Um, no. J.C.R. Licklider.
I think the submitter copied the typo in the title of this blog. But really! It's not like he's some unknown guy.
J. C. R. Licklider is about the most important person in the development of the Internet. He worked in the Pentagon and had three different dedicated terminals to three different systems in his office and each had its different connection procedure. He asked the question of "Why can't these things be connected together?" (probably to save office space...)
He took his question across the hall and in 5 minutes had the funding to start what became the ARPAnet.

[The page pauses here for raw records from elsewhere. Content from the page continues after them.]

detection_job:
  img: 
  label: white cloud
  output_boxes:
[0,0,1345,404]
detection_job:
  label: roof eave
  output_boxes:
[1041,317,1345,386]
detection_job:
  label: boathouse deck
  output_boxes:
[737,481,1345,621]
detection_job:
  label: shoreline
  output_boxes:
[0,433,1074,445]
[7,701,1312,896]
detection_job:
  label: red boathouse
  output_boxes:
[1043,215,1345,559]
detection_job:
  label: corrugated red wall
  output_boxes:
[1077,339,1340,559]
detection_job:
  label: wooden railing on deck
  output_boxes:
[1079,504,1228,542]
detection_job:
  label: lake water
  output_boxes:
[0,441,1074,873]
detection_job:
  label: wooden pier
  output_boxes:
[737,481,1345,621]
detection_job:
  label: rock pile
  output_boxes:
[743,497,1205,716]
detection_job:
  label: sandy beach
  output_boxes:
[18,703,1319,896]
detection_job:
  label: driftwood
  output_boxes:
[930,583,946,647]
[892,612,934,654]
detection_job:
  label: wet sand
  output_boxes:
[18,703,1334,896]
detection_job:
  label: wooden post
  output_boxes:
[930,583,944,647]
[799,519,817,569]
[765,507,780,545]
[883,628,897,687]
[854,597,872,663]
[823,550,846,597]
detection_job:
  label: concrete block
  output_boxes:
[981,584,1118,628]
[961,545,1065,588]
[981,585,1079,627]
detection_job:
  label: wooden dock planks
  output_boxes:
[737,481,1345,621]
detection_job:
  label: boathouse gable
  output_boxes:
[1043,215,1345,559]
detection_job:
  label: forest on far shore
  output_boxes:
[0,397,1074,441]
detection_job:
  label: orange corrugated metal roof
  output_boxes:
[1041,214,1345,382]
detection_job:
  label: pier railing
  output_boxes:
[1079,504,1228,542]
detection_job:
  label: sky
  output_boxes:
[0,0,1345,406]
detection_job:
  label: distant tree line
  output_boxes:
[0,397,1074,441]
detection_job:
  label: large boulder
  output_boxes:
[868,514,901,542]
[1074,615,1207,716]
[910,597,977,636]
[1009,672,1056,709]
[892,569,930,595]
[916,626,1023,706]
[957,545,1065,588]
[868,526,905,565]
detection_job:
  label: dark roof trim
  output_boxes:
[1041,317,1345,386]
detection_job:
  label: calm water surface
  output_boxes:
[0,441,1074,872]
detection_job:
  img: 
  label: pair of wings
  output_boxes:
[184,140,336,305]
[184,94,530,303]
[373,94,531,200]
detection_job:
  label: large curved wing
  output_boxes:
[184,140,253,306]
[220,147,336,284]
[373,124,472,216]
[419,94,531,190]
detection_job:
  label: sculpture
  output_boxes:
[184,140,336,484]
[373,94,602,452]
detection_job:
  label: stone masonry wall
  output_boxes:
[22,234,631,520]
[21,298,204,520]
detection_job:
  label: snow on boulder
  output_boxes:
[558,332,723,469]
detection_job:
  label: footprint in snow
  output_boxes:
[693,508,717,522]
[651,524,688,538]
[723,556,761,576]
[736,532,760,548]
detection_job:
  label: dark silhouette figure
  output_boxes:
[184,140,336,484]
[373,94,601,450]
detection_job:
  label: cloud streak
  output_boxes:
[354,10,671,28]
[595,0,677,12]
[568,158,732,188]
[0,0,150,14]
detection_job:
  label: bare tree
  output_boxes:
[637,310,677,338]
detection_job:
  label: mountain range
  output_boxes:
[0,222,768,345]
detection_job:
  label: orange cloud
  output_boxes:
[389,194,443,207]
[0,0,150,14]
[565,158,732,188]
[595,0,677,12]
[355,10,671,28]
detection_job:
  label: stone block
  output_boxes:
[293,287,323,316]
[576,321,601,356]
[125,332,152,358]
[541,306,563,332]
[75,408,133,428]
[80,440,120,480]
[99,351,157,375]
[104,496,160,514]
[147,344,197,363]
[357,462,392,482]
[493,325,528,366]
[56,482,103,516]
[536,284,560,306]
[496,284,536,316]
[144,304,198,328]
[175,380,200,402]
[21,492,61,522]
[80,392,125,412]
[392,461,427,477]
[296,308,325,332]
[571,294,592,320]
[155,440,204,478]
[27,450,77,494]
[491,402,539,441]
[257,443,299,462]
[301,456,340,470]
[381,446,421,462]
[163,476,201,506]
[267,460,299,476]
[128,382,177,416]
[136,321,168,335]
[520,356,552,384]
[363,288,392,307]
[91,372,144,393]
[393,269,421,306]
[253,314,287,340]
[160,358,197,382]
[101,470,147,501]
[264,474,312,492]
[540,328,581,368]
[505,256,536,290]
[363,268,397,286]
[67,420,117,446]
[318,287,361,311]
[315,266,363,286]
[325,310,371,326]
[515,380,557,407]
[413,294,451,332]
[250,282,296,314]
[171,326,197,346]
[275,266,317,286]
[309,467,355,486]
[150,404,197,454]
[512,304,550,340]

He was as close as the computer world gets to an expeditionary explorer.
In other words: He funded the startup of the Internet.
For a really great read get a copy of "Where Wizards Stay Up Late: The Origins Of The Internet". Besides learning about the incredible minds that built the foundations, you can read a number of entertaining anecdotes. (Like AT&Ts refusal to believe that it was possible long after it was working!!!)
Ok, ok, I'll tell you the passcode to the planetary defense grid. It's "1", "2", "3", "4", "5".
http://en.wikipedia.org/wiki/Troll_(Internet)
The cartoon on 1/27/12 was numbered 1009. This means that that cartoon was 708 cartoons ago. There are three xkcd cartoons a week, which puts it 236 weeks ago. That is about four years and 28 weeks ago, which would put it roughly July of 2007.
From the paper data days. Journalist visits IBM. As he ascends, the floors get more and more luxurious. On the ground floor are the helots in accounts keeping track of the piles of money. On the first floor are the punching and verifying rooms. On the second floor are the computer operators. On the third floor are the programmers. On the fourth floor are the analysts. On the fifth floor are the system architects. On the sixth floor are the computer scientists. On the 7th floor are the research fellows. On the 8th floor are the managers. On the 9th floor is the VP suite. On the 10th floor is the office of the chief executive. On the 11th floor is a penthouse suite. There is an enormous teak desk at which sits a man gazing into space. The journalist asks his guide "Who's he?". "He's the man that found a use for chads."
From scarped cliff or quarried stone she cries "A thousand types are gone, I care for nothing, no not one."